Payasos, animales entrenados, chicas y hombres ágiles desafiando la física y burlándose de la anatomía, hacían de malabaristas, equilibristas, escapistas, contorsionistas, trapecistas, titiriteros, ventrílocuos, tragafuegos, zanqueros, forzudos y magos. Era el circo, esperado y concurrido, que yo disfrutaba desde la primera fila con mi familia, hasta que, por decisión del animador, y sin consultarme, me convirtió en parte del espectáculo al sacarme del público y ponerme en manos de una suerte de prestidigitador teatral que manipulaba mi cabeza, brazos y cintura con el pretexto de entrenarme en su oficio, porque, según una voz amplificada por los parlantes era muy fácil de aprender.
El público se divertía sin parar, y en estallidos de armónicos coros de risas, sonrisas y carcajadas, daban reconocimiento a las maniobras del cirquero, mientras yo pensaba que la reacción se debía a la torpeza con que yo respondía a los estímulos o “entrenamiento” de mi “instructor”. Lo cierto era que aquellos clímax, acompañados a veces de estruendosos aplausos, eran una respuesta a la capacidad de distracción que, tras minutos de trabajo intenso para “entrenarme” en un nuevo oficio, descubrí, cuando al solicitarme por segunda vez la hora con la “intención” de saber el tiempo que tomamos en el “training”, mi reloj no estaba en mi muñeca sino en su bolsillo y, para colmo, al solicitarme mi correa para continuar en la faena de instructor, descubro, completamente desconcertado, que estaba en su cintura.
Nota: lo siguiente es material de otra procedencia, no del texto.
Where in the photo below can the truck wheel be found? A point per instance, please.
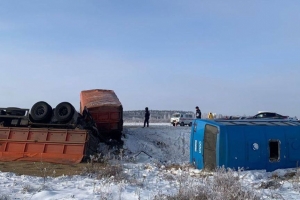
(64, 111)
(41, 111)
(15, 111)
Esa experiencia que pudo incluso relajar los esfínteres de algunos agudizó mi olfato. Diría que me convirtió en sabueso, en un rastreador de distracciones, las que no surgen de manera espontánea, pues son el producto de una planificación elaborada por expertos; por gente preparada para estos fines, sea en el área de la publicidad, de la política, de la guerra, o, como vimos, en la del entretenimiento ( además de ser una práctica habitual hasta entre los ladrones de poca monta), por ello siempre pongo mucha atención en los movimientos secundarios, en los que no son visibles, ya que pudieran esconderse los fines que ocultan las escaramuzas, como los verdaderos disparos se pueden ocultar detrás del ruido de los fuegos artificiales.
La distracción es arte del engaño que a veces se queda en burda artesanía, en un producto de elaboración primaria, tan rústico que a simple vista revela la intención de la estafa, como aquellas capturas de recurrentes saltitos en el campo para evadir algún pequeño charco y que fueron convertidos en un acontecimientos noticiosos, de carácter épico, con rango histórico, en hechos de profunda significación patriótica que se repitieron en las primeras planas de los diarios, que fueron motivos de comentarios y “profundos” ejercicios conceptuales de “académicos” que convirtieron las aulas en simposios sobre el fenómeno, faranduleros que analizaron el estilo de su ropa, de comentaristas deportivos que resaltaron las condiciones atléticas del saltador; en fin, que así, como botón de muestra, mientras compraban en 28 mil pesos una estufa de mesa de 2 mil, se aplaudía el circo.